Hint: The total variance = $ 8,240 F, this figure comes from ( 19,600 F + 12,160 F – 23,520 U) = $ 8,240 F.

Self-assessed questions:

Q4:Assume each of the following scenarios is independent:

1-The standard cost per kg of material is $11, and the standard usage is 13 kg per unit of output. 3,000 units were made and sold using 48,000 kg at a cost of $ 720,000. What are the total material cost, material price and material usage variances?

Solution:

(a) actual material cost = $ 720,000

Standard material cost = 11 × 13 × 3000 = $429.000

Total material cost variance = 720,000 – 429,000 = $291,000

(b)Material price variance = 48,000 × (11 – 15) = $ 192,000.

(c)Material usage variance = 11 × (48,000 – 39,000) = $ 99,000.

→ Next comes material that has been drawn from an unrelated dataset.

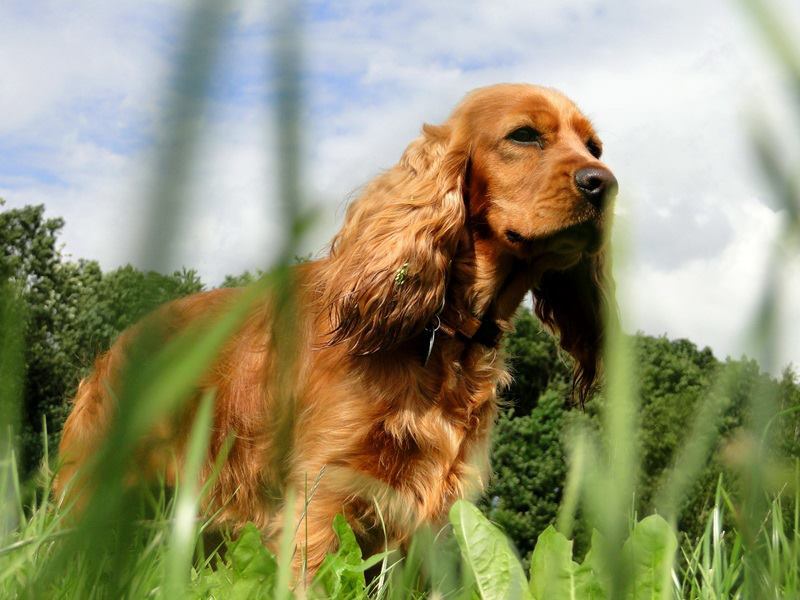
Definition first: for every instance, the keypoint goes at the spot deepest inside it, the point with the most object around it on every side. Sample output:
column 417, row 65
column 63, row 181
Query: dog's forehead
column 508, row 105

39,000 = 13 × 3000 = 39,000

2-The standard labor rate is $ 5.9 per hour and a unit of output should take 10 hours. 3,000 units were made and 15,150 hours were paid for at a cost of $93,930. Hours worked were 27,000. What are the labor rate, idle time and efficiency variances?

solution

(a)Labor rate variance = 30,300 × (5.9 – 6.20) = $ 9,090

(b)Idle time variance = $ 5.9 × (27,000 – 15,150) = $ 69,915.

(c)Labor efficiency variance= $ 5.9 × (30,000 – 27,000)= $17,700.

3-The standard variable rate is $7.10 per hour , and a unit of output should take 16 hours. 7,000 units were made for a total variable overhead cost of 910,000. Hours worked were 140,000. What are the variable overhead rate, efficiency and total variable overhead variances?

solution

(a)Variable overhead rate = 140,000 × (7.10 – 6.5) =$ 84,000.

(b)Efficiency variance = 7.10 × (112,000 – 140,000) = $ 198,800.

(c)Total variable overhead variance= ($7.10× 16 × 7,000) – 910,000 = $ 114,800

4-The standard contribution per unit is $11, budgeted selling price is $ 22 and budgeted sales are 6,000 units. 5,400 units were sold for $97,200. What are the sales price and sales volume variances?

solution

(a)Sales price variance = 5,400 × (18 – 22) = 21,600. adverse

(b)Sales volume variance= 11 × (5,400 – 6,000)= $ 6,600 adverse

(c)Total sales variance = 21,600 + 6,600 = 28,200. Adverse.